"""Anthropic Claude provider on Vertex AI (streamRawPredict)."""
from __future__ import annotations
import asyncio
import base64
import json
import time
from typing import Any
import google.auth
import google.auth.transport.requests
import httpx
from tenacity import retry, stop_after_attempt, wait_exponential
from titan_factory.config import Config
from titan_factory.utils import log_warning
from .base import CompletionResponse, LLMProvider, Message, ProviderFactory
class AnthropicVertexProvider(LLMProvider):
"""Provider for Anthropic Claude models on Vertex AI.
Uses the Vertex streamRawPredict endpoint with the Anthropic Messages API payload.
We send `stream=false` for a single non-streaming response, but also tolerate
an event-stream response shape for robustness across Vertex rollouts.
"""
def __init__(self, config: Config) -> None:
self.config = config
self.project = config.google_project
self.region = config.google_region or "global"
self._credentials = None
self._token = None
self._token_expiry = 0.0
self._lock = asyncio.Lock()
self._concurrency = asyncio.Semaphore(max(1, config.budget.concurrency_vertex))
@property
def name(self) -> str:
return "anthropic_vertex"
def _get_endpoint(self, model: str) -> str:
"""Build the Vertex Anthropic endpoint for a model."""

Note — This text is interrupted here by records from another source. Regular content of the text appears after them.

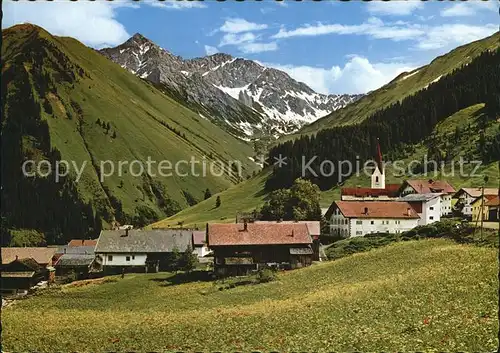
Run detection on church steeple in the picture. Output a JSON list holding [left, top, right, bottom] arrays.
[[372, 138, 385, 189]]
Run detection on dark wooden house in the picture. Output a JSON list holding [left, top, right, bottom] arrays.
[[0, 258, 47, 294], [207, 223, 314, 276]]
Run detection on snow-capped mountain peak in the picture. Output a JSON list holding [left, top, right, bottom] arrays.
[[101, 33, 360, 138]]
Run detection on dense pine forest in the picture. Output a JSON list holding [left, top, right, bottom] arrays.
[[266, 49, 500, 190], [1, 35, 101, 246]]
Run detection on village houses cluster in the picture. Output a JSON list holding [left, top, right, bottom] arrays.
[[325, 145, 499, 238], [1, 148, 499, 293]]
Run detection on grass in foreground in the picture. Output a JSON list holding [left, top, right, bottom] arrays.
[[2, 239, 498, 352]]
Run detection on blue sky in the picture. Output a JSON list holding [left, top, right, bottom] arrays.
[[3, 0, 499, 93]]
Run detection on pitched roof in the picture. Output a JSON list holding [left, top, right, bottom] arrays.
[[0, 271, 35, 278], [55, 254, 95, 267], [57, 245, 95, 255], [484, 196, 500, 206], [471, 195, 498, 206], [193, 230, 207, 246], [403, 179, 455, 194], [95, 229, 193, 253], [68, 239, 97, 247], [255, 221, 321, 236], [340, 184, 401, 197], [208, 223, 312, 247], [335, 201, 420, 219], [398, 193, 444, 202], [454, 188, 498, 197], [2, 248, 57, 265]]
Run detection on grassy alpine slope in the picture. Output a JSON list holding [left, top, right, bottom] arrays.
[[153, 104, 499, 227], [294, 32, 500, 136], [2, 239, 498, 352], [2, 25, 257, 228]]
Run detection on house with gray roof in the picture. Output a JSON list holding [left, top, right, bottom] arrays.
[[93, 229, 193, 272], [398, 193, 446, 225], [54, 245, 95, 279]]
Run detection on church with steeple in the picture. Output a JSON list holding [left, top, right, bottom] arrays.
[[341, 139, 401, 201], [371, 139, 385, 189]]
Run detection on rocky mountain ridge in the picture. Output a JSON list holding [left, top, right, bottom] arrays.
[[100, 34, 361, 139]]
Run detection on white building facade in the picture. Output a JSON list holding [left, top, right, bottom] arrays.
[[399, 193, 442, 226], [400, 179, 455, 217], [328, 201, 420, 238]]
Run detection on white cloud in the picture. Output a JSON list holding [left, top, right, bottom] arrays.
[[144, 0, 207, 10], [440, 0, 498, 17], [272, 17, 498, 50], [365, 0, 424, 16], [218, 18, 278, 54], [219, 18, 267, 33], [219, 32, 257, 47], [272, 17, 424, 41], [238, 42, 278, 54], [205, 45, 219, 55], [265, 55, 416, 94], [2, 1, 134, 48]]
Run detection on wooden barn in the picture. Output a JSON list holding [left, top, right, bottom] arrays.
[[207, 223, 314, 276], [0, 258, 47, 294]]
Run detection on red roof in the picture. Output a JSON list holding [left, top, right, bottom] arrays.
[[484, 196, 500, 206], [255, 221, 321, 236], [335, 201, 419, 218], [68, 239, 97, 246], [340, 184, 401, 197], [454, 188, 499, 198], [208, 223, 312, 247], [193, 230, 207, 246], [405, 179, 455, 194]]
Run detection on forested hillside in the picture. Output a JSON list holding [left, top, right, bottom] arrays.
[[1, 25, 257, 243], [266, 49, 500, 190]]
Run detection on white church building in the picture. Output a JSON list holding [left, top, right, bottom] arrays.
[[327, 201, 420, 238]]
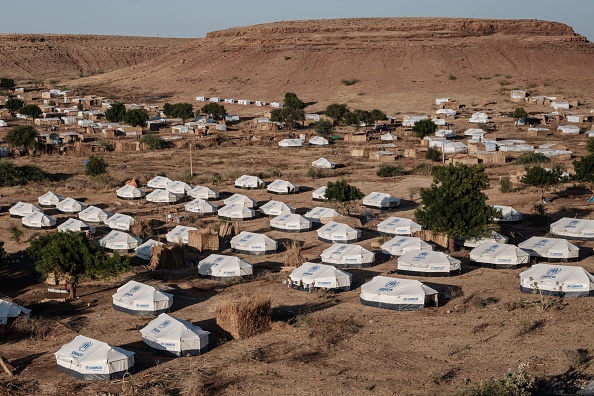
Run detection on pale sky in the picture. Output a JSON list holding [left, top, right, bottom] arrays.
[[0, 0, 594, 40]]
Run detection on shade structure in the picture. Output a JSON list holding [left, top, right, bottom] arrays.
[[165, 226, 197, 245], [266, 179, 299, 194], [289, 262, 353, 290], [223, 194, 258, 208], [518, 237, 580, 260], [377, 217, 423, 236], [58, 219, 95, 234], [146, 176, 173, 190], [360, 275, 437, 311], [21, 212, 56, 229], [78, 205, 112, 223], [303, 206, 342, 223], [235, 175, 266, 190], [260, 201, 295, 216], [140, 313, 210, 357], [493, 205, 522, 222], [8, 202, 43, 217], [112, 281, 173, 316], [397, 250, 462, 276], [382, 236, 433, 256], [198, 254, 253, 278], [54, 335, 134, 381], [270, 213, 312, 232], [134, 239, 163, 261], [321, 243, 375, 268], [363, 192, 400, 209], [188, 186, 219, 200], [311, 186, 328, 201], [56, 198, 88, 213], [116, 184, 146, 199], [99, 230, 142, 251], [317, 221, 361, 243], [231, 231, 277, 255], [311, 157, 336, 169], [0, 299, 31, 325], [146, 189, 179, 203], [105, 213, 134, 231], [520, 264, 594, 297], [551, 217, 594, 239], [470, 242, 530, 268], [37, 191, 64, 207], [217, 205, 256, 220], [165, 180, 192, 196]]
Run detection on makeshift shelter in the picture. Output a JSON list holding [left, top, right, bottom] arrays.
[[520, 264, 594, 297], [470, 242, 530, 268], [231, 231, 277, 255], [56, 198, 88, 213], [198, 254, 253, 279], [165, 226, 197, 245], [266, 179, 299, 195], [0, 299, 31, 325], [382, 236, 433, 256], [140, 313, 210, 357], [260, 201, 295, 216], [360, 275, 438, 311], [37, 191, 64, 207], [518, 237, 580, 261], [270, 212, 312, 232], [289, 262, 353, 290], [54, 335, 134, 381], [397, 250, 462, 276], [321, 243, 375, 268], [21, 212, 56, 229], [235, 175, 266, 190], [317, 221, 361, 243], [112, 281, 173, 316], [363, 192, 400, 209], [551, 217, 594, 239], [217, 205, 256, 220], [8, 202, 43, 217], [134, 239, 163, 261], [377, 217, 423, 236]]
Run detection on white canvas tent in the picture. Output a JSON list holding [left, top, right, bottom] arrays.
[[360, 275, 438, 311], [112, 281, 173, 316], [363, 192, 400, 209], [54, 335, 134, 381], [320, 243, 375, 268], [377, 217, 423, 236], [289, 262, 353, 290], [317, 221, 361, 243], [231, 231, 277, 255], [397, 250, 462, 276], [140, 313, 210, 357], [518, 237, 580, 261], [470, 242, 530, 268], [382, 236, 433, 256], [198, 254, 253, 279], [520, 264, 594, 297]]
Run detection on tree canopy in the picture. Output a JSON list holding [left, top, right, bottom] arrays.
[[27, 231, 129, 298], [415, 164, 501, 247]]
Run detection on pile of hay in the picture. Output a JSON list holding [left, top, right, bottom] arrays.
[[215, 297, 271, 340]]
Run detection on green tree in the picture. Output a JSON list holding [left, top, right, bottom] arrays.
[[415, 164, 501, 251], [4, 98, 25, 115], [105, 102, 126, 122], [413, 119, 437, 139], [122, 109, 149, 127], [315, 120, 334, 138], [27, 232, 129, 298], [85, 155, 109, 176]]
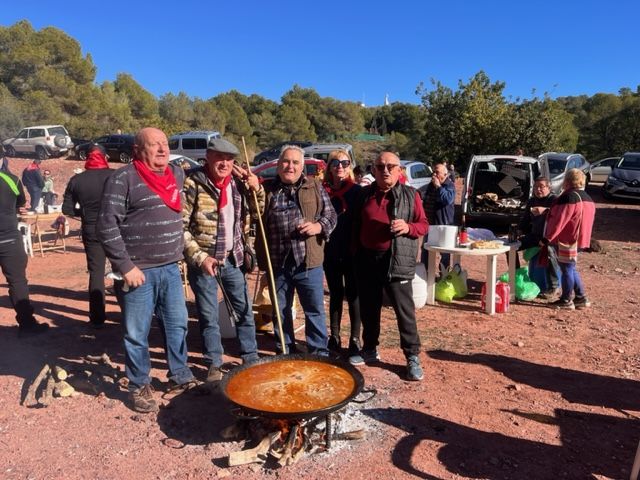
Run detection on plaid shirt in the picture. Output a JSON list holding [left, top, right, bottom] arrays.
[[265, 177, 337, 268]]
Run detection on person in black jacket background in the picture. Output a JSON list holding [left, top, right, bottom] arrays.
[[0, 167, 49, 335], [22, 159, 44, 212], [62, 145, 113, 326]]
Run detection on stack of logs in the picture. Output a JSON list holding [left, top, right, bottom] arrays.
[[220, 414, 365, 467], [22, 353, 126, 407]]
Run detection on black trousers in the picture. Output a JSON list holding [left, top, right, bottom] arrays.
[[323, 257, 362, 341], [0, 229, 35, 324], [82, 232, 106, 324], [356, 250, 420, 357]]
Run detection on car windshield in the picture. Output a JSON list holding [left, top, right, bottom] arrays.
[[49, 127, 67, 136], [547, 158, 567, 175], [618, 155, 640, 170]]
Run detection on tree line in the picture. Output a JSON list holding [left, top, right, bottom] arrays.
[[0, 20, 640, 169]]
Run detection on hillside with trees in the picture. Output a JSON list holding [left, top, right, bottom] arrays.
[[0, 20, 640, 169]]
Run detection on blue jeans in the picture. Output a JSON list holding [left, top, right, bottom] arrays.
[[274, 256, 329, 355], [187, 262, 258, 367], [558, 262, 585, 300], [121, 263, 193, 391]]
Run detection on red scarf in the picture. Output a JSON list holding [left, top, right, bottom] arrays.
[[207, 167, 232, 212], [133, 159, 182, 212], [84, 149, 109, 170], [324, 178, 354, 213]]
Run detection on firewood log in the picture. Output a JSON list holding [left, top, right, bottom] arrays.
[[53, 365, 69, 381], [22, 364, 51, 406], [53, 380, 76, 397]]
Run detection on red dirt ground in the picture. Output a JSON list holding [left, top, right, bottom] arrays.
[[0, 159, 640, 479]]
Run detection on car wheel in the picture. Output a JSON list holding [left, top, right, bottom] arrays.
[[53, 135, 67, 148], [36, 145, 49, 160]]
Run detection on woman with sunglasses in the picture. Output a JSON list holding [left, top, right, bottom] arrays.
[[323, 150, 362, 356]]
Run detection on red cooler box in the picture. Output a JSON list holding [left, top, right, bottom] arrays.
[[480, 282, 511, 313]]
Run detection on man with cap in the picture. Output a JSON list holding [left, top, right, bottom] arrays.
[[62, 144, 113, 327], [182, 138, 264, 382]]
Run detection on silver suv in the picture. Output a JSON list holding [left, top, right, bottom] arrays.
[[169, 130, 220, 164], [2, 125, 73, 160]]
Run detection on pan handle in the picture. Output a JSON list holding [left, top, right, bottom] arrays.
[[351, 388, 378, 403], [231, 407, 260, 420]]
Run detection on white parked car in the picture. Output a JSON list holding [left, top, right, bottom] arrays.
[[400, 160, 433, 191], [2, 125, 73, 160], [587, 157, 620, 183]]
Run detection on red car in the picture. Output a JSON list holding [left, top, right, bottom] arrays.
[[251, 158, 327, 187]]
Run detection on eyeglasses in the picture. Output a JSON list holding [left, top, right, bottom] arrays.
[[375, 163, 400, 173], [330, 159, 351, 168]]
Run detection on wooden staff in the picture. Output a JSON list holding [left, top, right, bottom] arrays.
[[242, 137, 287, 353]]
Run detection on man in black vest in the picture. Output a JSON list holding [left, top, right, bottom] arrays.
[[349, 152, 429, 381]]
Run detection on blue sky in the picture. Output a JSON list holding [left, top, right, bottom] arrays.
[[0, 0, 640, 105]]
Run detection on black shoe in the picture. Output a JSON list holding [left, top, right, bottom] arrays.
[[129, 384, 158, 413], [18, 320, 49, 337], [327, 335, 342, 353]]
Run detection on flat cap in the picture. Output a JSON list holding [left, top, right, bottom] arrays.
[[207, 138, 240, 155]]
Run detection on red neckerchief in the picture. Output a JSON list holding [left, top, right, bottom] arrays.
[[133, 158, 182, 212], [324, 178, 353, 212], [206, 166, 231, 212], [84, 150, 109, 170]]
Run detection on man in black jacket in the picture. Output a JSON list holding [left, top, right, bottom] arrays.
[[62, 145, 113, 327], [0, 172, 49, 335]]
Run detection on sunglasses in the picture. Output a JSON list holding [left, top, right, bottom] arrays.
[[375, 163, 400, 173], [330, 160, 351, 168]]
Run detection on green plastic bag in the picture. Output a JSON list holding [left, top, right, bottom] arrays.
[[436, 277, 456, 303], [444, 263, 469, 298], [500, 267, 540, 300]]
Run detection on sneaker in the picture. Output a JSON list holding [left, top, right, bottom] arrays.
[[206, 365, 222, 383], [538, 288, 560, 300], [129, 384, 158, 413], [407, 355, 424, 382], [361, 349, 380, 365], [573, 296, 591, 310], [327, 335, 341, 353], [550, 298, 576, 310], [242, 353, 260, 365], [349, 352, 364, 365], [18, 319, 49, 337]]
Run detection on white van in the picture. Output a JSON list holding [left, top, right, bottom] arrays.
[[304, 143, 356, 165], [169, 130, 220, 165], [462, 155, 541, 226]]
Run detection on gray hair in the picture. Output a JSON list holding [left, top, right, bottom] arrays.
[[278, 145, 304, 161]]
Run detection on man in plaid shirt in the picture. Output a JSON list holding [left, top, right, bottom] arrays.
[[264, 145, 337, 355]]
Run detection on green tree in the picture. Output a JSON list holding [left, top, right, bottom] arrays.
[[113, 73, 159, 123], [158, 92, 194, 133]]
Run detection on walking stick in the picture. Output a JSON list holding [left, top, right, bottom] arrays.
[[242, 137, 287, 353]]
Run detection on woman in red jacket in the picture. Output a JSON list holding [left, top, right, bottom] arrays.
[[542, 168, 596, 310]]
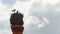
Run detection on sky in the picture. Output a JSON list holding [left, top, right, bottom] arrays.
[[0, 0, 60, 34]]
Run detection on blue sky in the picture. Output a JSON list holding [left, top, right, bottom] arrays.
[[0, 0, 60, 34]]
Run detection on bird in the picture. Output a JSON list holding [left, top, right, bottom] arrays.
[[12, 9, 16, 12]]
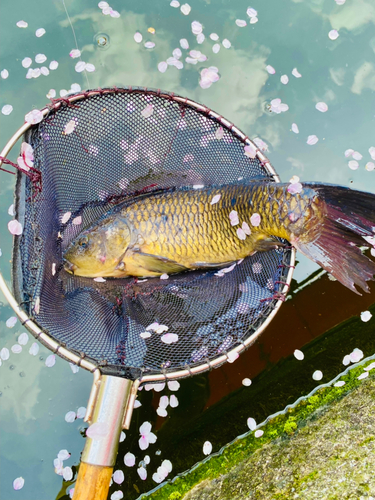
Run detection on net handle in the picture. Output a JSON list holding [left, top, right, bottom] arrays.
[[0, 87, 296, 383]]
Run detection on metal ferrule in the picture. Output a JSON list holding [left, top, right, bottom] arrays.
[[81, 375, 133, 467]]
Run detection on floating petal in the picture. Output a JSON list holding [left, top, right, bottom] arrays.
[[25, 109, 43, 125], [250, 213, 260, 227], [160, 333, 178, 344], [313, 370, 323, 380], [113, 469, 125, 484], [328, 30, 340, 40], [13, 477, 25, 491], [306, 135, 319, 146], [180, 3, 191, 16], [210, 194, 221, 205], [86, 422, 110, 441], [315, 102, 328, 113], [203, 441, 212, 455], [293, 349, 305, 361]]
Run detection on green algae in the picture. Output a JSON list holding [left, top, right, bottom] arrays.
[[140, 328, 374, 500]]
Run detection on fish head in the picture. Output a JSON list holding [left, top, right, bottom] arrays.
[[63, 215, 130, 278]]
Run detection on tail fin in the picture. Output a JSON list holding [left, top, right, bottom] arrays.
[[295, 184, 375, 295]]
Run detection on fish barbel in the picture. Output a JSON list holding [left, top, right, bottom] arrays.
[[64, 181, 375, 293]]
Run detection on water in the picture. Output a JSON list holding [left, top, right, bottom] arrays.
[[0, 0, 375, 500]]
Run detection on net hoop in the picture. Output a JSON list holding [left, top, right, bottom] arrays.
[[0, 87, 296, 383]]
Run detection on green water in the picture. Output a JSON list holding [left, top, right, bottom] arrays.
[[0, 0, 375, 500]]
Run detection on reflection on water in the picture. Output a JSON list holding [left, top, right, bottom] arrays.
[[0, 0, 375, 500]]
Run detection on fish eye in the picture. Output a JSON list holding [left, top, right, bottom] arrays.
[[78, 236, 89, 248]]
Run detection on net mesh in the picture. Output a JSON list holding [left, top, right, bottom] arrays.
[[14, 89, 290, 378]]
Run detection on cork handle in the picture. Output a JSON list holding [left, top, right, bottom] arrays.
[[73, 462, 113, 500]]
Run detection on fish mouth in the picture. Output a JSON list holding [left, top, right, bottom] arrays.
[[64, 259, 77, 274]]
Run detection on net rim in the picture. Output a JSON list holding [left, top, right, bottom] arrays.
[[0, 86, 296, 383]]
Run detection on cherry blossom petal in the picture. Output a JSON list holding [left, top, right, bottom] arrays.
[[167, 380, 180, 391], [227, 351, 240, 363], [86, 422, 110, 441], [45, 354, 56, 368], [349, 347, 364, 363], [288, 182, 302, 194], [306, 135, 319, 146], [169, 394, 179, 408], [69, 49, 81, 59], [18, 332, 29, 345], [0, 347, 10, 361], [203, 441, 212, 455], [292, 123, 299, 134], [77, 406, 86, 418], [25, 109, 43, 125], [113, 469, 125, 484], [72, 215, 82, 226], [29, 342, 39, 356], [156, 407, 168, 417], [292, 68, 302, 78], [111, 490, 124, 500], [1, 104, 13, 116], [63, 466, 73, 481], [137, 467, 147, 481], [210, 194, 221, 205], [65, 411, 76, 424], [293, 349, 305, 361], [141, 104, 154, 118], [361, 311, 372, 323], [13, 477, 25, 491], [315, 102, 328, 113], [160, 333, 178, 344], [229, 210, 240, 226], [328, 30, 340, 40], [247, 417, 257, 431], [250, 213, 260, 227], [5, 316, 17, 328], [237, 227, 246, 240], [313, 370, 323, 380], [280, 75, 289, 85], [246, 7, 258, 17], [74, 61, 86, 73], [180, 3, 191, 16], [124, 451, 135, 467], [158, 61, 168, 73], [215, 127, 224, 141]]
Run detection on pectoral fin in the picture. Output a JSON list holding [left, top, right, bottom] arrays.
[[253, 236, 285, 252], [123, 251, 188, 277]]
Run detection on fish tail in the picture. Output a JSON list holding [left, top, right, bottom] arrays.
[[293, 184, 375, 295]]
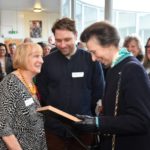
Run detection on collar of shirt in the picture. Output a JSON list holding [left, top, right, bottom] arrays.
[[66, 48, 77, 59], [111, 47, 133, 68]]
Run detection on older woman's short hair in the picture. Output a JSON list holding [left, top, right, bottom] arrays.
[[13, 43, 43, 69]]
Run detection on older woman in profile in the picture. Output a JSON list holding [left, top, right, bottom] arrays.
[[0, 43, 13, 81], [0, 43, 47, 150], [76, 21, 150, 150]]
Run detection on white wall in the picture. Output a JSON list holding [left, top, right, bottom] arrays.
[[0, 10, 60, 42]]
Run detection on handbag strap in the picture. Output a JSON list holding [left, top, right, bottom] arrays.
[[112, 72, 121, 150]]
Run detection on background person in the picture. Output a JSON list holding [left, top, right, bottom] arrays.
[[37, 18, 104, 150], [0, 43, 47, 150], [78, 21, 150, 150], [123, 36, 143, 62], [143, 38, 150, 78]]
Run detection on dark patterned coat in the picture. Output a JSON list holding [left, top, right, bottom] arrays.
[[100, 57, 150, 150]]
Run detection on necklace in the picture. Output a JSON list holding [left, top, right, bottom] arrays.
[[18, 69, 37, 95]]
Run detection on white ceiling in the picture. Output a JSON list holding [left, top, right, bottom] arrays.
[[0, 0, 61, 13]]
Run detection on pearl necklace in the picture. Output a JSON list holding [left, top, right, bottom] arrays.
[[18, 69, 37, 95]]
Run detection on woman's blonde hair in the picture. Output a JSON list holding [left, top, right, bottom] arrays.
[[13, 43, 43, 69]]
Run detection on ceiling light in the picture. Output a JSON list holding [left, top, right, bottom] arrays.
[[33, 0, 43, 12]]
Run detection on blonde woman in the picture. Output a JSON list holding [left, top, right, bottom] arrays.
[[0, 43, 47, 150]]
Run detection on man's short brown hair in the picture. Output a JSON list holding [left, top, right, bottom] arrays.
[[52, 17, 76, 35]]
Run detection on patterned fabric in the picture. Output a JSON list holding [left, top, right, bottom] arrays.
[[0, 74, 47, 150]]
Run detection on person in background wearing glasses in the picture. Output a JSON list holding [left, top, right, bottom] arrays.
[[76, 21, 150, 150], [123, 36, 143, 62], [0, 43, 14, 81], [143, 38, 150, 78]]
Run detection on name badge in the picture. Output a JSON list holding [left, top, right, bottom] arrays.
[[25, 98, 34, 106], [72, 72, 84, 78]]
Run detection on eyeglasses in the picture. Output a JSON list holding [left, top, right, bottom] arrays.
[[0, 48, 5, 51], [145, 45, 150, 48]]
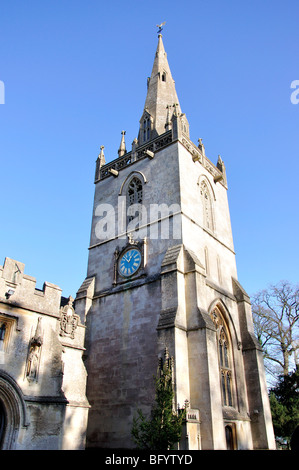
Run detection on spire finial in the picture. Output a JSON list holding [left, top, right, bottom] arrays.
[[156, 21, 166, 34]]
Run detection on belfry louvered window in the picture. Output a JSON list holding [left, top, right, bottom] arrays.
[[143, 118, 151, 142], [200, 181, 214, 231], [211, 307, 233, 406], [127, 176, 143, 227]]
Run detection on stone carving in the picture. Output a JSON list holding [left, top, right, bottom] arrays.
[[59, 296, 79, 339], [26, 317, 43, 381]]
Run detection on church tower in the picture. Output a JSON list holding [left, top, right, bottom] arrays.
[[76, 34, 275, 450]]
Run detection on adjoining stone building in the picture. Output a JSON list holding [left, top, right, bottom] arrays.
[[76, 34, 275, 449], [0, 258, 89, 450]]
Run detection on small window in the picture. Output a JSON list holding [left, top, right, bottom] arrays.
[[127, 176, 143, 228], [142, 118, 151, 142], [200, 181, 214, 231], [0, 323, 6, 351]]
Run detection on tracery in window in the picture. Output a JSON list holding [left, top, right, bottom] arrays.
[[200, 181, 214, 231], [0, 320, 6, 351], [127, 176, 143, 228], [211, 307, 233, 406], [143, 118, 151, 142]]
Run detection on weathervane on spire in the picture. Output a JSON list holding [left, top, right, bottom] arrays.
[[157, 21, 166, 34]]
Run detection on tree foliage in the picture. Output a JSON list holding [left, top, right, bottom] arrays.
[[252, 281, 299, 379], [132, 352, 186, 451], [269, 367, 299, 446]]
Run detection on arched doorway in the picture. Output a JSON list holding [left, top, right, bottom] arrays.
[[225, 426, 235, 450], [0, 371, 28, 450]]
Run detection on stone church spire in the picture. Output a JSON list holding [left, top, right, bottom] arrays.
[[138, 34, 181, 144]]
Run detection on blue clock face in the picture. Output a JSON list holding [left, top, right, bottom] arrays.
[[118, 248, 141, 277]]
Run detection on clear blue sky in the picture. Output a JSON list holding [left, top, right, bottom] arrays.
[[0, 0, 299, 296]]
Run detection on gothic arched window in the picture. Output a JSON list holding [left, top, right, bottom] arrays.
[[211, 307, 233, 406], [200, 181, 214, 231], [0, 322, 6, 351], [127, 176, 143, 228], [143, 118, 151, 142]]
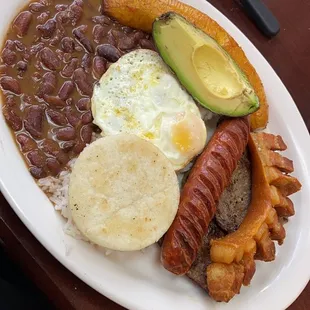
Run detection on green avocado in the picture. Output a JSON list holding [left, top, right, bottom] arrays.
[[153, 12, 259, 116]]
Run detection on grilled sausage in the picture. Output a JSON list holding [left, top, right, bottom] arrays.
[[161, 118, 249, 275]]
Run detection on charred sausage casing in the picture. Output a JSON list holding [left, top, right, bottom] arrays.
[[161, 118, 250, 275]]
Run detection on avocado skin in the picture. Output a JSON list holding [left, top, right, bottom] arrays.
[[152, 12, 259, 117]]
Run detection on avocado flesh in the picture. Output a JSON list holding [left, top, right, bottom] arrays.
[[153, 13, 259, 116]]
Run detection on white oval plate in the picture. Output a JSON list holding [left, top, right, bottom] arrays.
[[0, 0, 310, 310]]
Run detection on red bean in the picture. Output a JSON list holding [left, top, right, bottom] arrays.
[[61, 37, 75, 53], [73, 68, 93, 96], [0, 65, 8, 75], [82, 111, 93, 125], [81, 124, 93, 144], [43, 95, 66, 109], [37, 72, 57, 98], [76, 98, 90, 111], [16, 60, 28, 73], [27, 150, 45, 168], [2, 106, 23, 131], [37, 12, 49, 24], [139, 39, 156, 51], [93, 25, 105, 44], [93, 56, 107, 80], [16, 133, 37, 153], [118, 36, 136, 51], [64, 106, 81, 127], [37, 19, 56, 39], [61, 140, 76, 153], [0, 76, 21, 95], [24, 105, 45, 139], [58, 81, 74, 100], [12, 11, 32, 37], [56, 150, 70, 165], [72, 141, 86, 154], [30, 42, 44, 55], [55, 127, 76, 141], [29, 2, 45, 13], [55, 4, 68, 12], [61, 58, 79, 78], [81, 53, 92, 73], [1, 47, 17, 66], [40, 47, 61, 71], [68, 1, 83, 26], [46, 109, 68, 126], [4, 95, 16, 107], [97, 44, 121, 62], [106, 32, 116, 46], [40, 139, 60, 156], [29, 167, 46, 179], [46, 158, 61, 176]]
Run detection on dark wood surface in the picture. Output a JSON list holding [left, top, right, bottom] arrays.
[[0, 0, 310, 310]]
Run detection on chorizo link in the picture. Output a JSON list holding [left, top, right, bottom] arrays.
[[161, 118, 250, 275]]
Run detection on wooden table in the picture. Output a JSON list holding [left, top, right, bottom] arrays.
[[0, 0, 310, 310]]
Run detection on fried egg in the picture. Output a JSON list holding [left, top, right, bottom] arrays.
[[92, 49, 207, 170]]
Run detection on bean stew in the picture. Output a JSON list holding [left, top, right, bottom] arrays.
[[0, 0, 154, 179]]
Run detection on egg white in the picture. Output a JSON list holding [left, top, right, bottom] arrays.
[[92, 49, 207, 170]]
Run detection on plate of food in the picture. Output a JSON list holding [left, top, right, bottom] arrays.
[[0, 0, 310, 310]]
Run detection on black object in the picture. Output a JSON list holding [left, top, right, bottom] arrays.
[[240, 0, 280, 37]]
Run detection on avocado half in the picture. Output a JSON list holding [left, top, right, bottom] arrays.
[[153, 12, 259, 116]]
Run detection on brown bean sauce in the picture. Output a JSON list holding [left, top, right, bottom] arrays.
[[0, 0, 154, 179]]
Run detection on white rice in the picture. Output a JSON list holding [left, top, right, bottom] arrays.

model_path = model.strip()
if not model_path.startswith("publishers/"):
model_path = f"publishers/anthropic/models/{model_path}"
region = self.region or "global"
if region != "global":
# Do not override user intent; just warn (some Anthropic models may only be available in global).
log_warning(
"Anthropic Vertex models are often served from location 'global'. "
f"If you see 404/permission errors, try GOOGLE_CLOUD_REGION=global (got '{region}')."
)
if region == "global":
base = "https://aiplatform.googleapis.com"
location = "global"
else:
base = f"https://{region}-aiplatform.googleapis.com"
location = region
return (
f"{base}/v1/projects/{self.project}/locations/{location}/"
f"{model_path}:streamRawPredict"
)
def _parse_response_json(self, response: httpx.Response) -> dict[str, Any]:
"""Parse Vertex responses from either JSON or SSE event-stream."""
try:
return response.json()
except Exception:
pass
# Tolerate SSE-style responses (data: {json}).
text = (response.text or "").strip()
last_obj: dict[str, Any] | None = None
for line in text.splitlines():
if not line.startswith("data:"):
continue
payload = line[len("data:") :].strip()
if not payload or payload == "[DONE]":
continue
try:
obj = json.loads(payload)
except Exception:
continue
if isinstance(obj, dict):
last_obj = obj
if last_obj is None:
raise RuntimeError("Failed to parse Vertex response as JSON or SSE event-stream")
return last_obj
async def _get_token(self) -> str:
"""Get a valid access token."""
async with self._lock:
current_time = time.time()
if self._token is None or current_time >= self._token_expiry - 60:
loop = asyncio.get_event_loop()
self._credentials, _ = await loop.run_in_executor(
None,
google.auth.default,
["https://www.googleapis.com/auth/cloud-platform"],
)
request = google.auth.transport.requests.Request()
await loop.run_in_executor(None, self._credentials.refresh, request)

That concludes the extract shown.